Revisiting the play, Holmes sees the Cardinals' mistake.
"If [Francisco] had extended his arms, that’s an incomplete pass," Holmes said of Francisco's attempt to knock Holmes out of bounds. "He was two seconds late using his forearm instead of an extension of his arm. That gave me an opportunity."
Roethlisberger affecting the defense with a pump fake was an underrated part of the play, Starks said. Roethlisberger wasn't great at looking off defenders at that stage in his career, Starks said, but he was good at using his body to move safeties.
Starks figured Roethlisberger was working his magic as he flushed to his right and delivered the throw. Starks blocked as long as he could, saw the touchdown in his peripheral vision and gleefully hoisted his quarterback.

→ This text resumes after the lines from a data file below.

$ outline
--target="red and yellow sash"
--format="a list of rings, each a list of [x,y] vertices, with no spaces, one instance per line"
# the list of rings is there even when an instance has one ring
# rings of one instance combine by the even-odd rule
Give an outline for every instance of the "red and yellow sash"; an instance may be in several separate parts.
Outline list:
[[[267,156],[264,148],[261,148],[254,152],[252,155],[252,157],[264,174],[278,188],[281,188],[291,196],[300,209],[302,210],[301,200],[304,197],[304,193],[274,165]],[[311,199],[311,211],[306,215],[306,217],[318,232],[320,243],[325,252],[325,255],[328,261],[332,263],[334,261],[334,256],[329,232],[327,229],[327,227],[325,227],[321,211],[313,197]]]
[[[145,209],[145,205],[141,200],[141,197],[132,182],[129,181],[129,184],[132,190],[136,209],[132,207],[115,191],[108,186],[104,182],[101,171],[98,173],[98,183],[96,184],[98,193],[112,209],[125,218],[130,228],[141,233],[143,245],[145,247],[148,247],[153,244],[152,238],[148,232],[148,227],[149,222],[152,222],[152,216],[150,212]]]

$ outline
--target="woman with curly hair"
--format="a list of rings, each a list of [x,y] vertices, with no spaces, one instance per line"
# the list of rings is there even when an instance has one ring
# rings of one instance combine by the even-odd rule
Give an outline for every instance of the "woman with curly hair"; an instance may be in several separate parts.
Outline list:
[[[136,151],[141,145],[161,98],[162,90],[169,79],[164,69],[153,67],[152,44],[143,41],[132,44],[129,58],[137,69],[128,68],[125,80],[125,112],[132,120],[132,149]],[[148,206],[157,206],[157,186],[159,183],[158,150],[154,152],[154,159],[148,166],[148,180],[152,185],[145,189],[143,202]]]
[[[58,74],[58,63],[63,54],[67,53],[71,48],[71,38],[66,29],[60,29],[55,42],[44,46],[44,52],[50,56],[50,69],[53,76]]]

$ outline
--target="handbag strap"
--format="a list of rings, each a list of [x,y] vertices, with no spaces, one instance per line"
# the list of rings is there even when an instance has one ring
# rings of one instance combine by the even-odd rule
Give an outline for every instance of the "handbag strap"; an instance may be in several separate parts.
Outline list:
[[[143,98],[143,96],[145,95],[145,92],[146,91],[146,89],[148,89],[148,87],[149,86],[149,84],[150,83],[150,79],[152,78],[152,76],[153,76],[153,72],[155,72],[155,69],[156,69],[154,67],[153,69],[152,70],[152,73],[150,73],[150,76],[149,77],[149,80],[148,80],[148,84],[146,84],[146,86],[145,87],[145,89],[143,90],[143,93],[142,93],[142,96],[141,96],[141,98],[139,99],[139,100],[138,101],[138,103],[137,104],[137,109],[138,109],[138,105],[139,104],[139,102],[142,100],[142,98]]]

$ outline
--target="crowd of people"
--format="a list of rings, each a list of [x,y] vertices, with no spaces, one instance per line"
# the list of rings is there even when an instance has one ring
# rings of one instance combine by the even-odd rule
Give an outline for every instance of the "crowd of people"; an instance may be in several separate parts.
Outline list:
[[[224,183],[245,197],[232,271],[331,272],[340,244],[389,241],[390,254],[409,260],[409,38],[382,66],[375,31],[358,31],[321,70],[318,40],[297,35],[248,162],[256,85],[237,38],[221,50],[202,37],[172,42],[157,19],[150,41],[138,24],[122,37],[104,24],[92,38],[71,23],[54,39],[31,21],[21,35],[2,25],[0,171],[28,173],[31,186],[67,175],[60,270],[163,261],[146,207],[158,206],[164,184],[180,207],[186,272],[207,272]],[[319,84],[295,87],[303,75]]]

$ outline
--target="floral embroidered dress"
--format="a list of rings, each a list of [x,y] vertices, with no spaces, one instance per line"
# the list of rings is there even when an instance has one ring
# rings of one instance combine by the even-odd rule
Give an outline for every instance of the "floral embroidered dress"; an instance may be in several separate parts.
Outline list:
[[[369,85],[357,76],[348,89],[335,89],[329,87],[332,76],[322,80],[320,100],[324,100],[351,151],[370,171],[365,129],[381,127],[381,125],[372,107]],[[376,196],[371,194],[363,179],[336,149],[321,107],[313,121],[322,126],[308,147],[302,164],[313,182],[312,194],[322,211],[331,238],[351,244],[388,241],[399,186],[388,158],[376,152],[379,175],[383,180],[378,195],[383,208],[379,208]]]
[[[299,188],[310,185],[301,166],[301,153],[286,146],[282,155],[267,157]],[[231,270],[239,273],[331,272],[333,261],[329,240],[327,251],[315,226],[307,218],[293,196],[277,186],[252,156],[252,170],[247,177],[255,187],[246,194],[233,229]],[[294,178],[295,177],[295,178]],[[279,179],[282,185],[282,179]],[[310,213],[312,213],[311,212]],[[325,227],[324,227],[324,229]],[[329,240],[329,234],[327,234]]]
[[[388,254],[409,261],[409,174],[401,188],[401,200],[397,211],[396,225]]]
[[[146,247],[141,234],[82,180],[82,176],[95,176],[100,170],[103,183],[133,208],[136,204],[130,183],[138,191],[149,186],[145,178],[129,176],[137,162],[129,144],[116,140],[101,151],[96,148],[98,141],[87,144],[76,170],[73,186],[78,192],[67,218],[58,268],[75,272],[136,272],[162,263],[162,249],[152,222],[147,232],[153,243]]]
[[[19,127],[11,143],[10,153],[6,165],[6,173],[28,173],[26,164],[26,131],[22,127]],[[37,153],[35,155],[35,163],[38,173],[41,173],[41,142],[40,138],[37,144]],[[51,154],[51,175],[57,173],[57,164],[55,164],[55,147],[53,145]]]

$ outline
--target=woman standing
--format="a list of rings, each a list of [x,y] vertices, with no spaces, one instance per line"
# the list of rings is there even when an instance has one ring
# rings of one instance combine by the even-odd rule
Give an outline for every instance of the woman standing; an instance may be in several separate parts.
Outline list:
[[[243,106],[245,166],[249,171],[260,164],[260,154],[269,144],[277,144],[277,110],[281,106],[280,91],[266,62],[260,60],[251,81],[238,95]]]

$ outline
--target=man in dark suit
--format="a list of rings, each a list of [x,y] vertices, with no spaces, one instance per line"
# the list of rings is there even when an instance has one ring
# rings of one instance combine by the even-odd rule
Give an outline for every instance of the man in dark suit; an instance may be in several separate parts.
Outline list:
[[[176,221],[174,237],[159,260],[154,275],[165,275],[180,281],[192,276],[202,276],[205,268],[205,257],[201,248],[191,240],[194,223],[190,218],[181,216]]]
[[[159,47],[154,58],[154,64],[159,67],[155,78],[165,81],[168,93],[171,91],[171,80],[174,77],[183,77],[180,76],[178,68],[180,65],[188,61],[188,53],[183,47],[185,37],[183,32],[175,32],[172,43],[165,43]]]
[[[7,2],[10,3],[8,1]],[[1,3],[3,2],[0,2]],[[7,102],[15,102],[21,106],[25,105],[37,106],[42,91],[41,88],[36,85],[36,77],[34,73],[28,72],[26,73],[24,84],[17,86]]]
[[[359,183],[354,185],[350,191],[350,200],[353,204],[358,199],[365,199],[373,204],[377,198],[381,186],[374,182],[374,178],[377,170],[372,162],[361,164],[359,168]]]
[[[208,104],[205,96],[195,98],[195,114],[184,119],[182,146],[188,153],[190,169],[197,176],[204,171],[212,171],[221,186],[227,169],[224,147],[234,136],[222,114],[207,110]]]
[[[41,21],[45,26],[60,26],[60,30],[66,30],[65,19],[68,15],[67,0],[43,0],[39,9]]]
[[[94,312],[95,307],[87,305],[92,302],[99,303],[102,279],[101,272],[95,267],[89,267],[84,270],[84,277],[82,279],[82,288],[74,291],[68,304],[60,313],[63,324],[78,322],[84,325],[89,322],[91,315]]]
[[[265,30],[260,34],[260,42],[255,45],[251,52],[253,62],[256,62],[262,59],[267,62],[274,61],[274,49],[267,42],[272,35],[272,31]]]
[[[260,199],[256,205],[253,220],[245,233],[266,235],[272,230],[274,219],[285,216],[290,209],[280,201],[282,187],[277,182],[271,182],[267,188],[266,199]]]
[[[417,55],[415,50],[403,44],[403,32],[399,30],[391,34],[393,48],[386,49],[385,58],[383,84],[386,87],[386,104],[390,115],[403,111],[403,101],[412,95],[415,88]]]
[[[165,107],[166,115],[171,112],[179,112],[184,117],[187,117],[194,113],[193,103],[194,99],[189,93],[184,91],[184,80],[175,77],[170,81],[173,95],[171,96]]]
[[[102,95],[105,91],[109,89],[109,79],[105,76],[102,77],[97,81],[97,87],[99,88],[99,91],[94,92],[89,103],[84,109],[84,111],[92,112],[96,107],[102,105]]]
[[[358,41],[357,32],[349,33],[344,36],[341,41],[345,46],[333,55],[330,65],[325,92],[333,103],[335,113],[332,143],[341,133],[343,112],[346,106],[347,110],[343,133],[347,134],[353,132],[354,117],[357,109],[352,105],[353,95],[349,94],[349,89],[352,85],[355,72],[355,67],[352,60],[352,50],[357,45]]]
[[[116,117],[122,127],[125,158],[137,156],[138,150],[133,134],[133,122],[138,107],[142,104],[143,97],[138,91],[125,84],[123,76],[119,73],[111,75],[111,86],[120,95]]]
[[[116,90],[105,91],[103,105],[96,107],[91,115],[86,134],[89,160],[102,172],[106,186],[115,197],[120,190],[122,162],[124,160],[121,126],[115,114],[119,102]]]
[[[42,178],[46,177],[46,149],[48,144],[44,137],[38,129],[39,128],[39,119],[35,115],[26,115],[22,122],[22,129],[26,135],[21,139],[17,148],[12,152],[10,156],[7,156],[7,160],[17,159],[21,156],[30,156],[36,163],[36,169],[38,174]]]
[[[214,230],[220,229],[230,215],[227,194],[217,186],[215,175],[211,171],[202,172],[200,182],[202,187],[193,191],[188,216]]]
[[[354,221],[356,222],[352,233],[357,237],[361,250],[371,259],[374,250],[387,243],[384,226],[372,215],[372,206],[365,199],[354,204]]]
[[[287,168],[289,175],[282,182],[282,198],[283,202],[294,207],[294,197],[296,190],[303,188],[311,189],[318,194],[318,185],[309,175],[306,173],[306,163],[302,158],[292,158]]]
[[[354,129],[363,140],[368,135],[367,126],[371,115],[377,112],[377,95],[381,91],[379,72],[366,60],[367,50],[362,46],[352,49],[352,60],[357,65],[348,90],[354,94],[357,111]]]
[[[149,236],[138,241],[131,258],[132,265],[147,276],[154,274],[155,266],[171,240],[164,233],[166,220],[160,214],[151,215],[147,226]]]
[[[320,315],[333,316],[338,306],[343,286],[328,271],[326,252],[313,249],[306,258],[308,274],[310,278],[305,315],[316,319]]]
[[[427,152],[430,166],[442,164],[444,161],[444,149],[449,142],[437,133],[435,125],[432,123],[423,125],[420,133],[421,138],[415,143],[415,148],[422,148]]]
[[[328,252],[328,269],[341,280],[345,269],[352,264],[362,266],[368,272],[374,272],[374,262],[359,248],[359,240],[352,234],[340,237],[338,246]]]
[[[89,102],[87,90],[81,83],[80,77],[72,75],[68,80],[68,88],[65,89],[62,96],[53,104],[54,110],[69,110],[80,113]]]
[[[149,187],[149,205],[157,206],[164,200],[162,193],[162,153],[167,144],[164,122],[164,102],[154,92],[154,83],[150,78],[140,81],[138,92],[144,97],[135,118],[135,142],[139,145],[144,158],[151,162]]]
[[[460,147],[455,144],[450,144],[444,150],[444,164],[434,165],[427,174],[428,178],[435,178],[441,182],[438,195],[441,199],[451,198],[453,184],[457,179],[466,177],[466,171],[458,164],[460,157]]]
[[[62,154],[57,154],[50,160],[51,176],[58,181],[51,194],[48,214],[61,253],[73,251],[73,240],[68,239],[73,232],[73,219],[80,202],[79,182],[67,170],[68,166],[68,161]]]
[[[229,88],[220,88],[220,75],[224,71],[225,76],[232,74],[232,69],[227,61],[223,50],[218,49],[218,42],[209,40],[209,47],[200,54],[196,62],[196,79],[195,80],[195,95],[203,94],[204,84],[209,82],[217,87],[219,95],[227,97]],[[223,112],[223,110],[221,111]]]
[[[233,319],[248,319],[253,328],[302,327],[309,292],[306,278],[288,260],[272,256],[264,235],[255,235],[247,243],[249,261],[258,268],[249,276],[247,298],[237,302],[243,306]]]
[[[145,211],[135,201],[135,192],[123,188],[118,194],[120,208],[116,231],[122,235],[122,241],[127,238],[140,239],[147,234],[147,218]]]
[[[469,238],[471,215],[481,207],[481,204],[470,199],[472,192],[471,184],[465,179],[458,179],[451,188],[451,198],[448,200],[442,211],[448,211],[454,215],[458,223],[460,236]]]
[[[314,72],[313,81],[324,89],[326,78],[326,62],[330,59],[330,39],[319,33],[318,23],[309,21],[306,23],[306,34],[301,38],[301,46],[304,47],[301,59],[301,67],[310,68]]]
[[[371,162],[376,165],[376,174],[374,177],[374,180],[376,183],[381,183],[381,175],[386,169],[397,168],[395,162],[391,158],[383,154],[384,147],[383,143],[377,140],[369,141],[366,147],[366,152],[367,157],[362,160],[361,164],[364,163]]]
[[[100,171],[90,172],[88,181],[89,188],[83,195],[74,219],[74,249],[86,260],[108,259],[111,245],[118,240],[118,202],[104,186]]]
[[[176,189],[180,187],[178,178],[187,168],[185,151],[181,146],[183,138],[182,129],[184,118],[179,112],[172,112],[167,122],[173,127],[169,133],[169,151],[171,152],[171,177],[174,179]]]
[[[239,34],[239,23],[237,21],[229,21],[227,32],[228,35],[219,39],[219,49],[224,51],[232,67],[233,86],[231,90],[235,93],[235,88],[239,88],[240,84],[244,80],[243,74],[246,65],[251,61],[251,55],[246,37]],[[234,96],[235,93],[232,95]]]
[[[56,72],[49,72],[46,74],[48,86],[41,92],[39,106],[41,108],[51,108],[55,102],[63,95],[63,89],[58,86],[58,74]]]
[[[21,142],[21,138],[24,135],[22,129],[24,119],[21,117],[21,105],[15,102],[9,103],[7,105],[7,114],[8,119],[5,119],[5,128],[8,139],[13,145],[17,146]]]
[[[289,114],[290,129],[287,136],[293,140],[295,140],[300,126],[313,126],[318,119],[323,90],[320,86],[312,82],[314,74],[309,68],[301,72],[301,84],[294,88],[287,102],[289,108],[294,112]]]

"Willie [Colon] came over while I was holding him and I kind of passed him off to Willie," Starks said. "Then I was watching the replay. Let’s make sure this is good."
And it would have been good in any era, Starks said. Holmes cleanly got both feet down and never lost control of the ball.
Identifying Holmes in the corner through all the Cardinals traffic required a quarterback at least 6-foot-5 to make that throw, Holmes said.
"I would consider that the biggest throw in his career," Holmes said.
Brown considers it something else: a failure. The defense should have double-teamed Holmes from the beginning of the play, he said.
"It shouldn't have been a touchdown if everyone does their job," Brown said.
Holmes, who's back in Columbus finishing his Ohio State degree in consumer services and family finance management, was traded to the New York Jets after the 2009 season. He finished his career with 389 catches for 6,030 yards and 36 touchdowns, which won't be enough to earn a Pro Football Hall of Fame bid.
But his touchdown play is celebrated in the Hall of Fame museum in Canton, Ohio. Holmes is proud of that.
"My jersey and the remembrance of that catch will never leave the history of the game," Holmes said. "That’s what I wanted to be a part of."
Brown enjoyed a 10-year NFL career and moved on from the play with no problems. But he gets a chuckle out of how life might have changed had he soared for the interception.
"I would have had three books out already, speaking engagements," Brown said. "I’d be a hero for the rest of my life."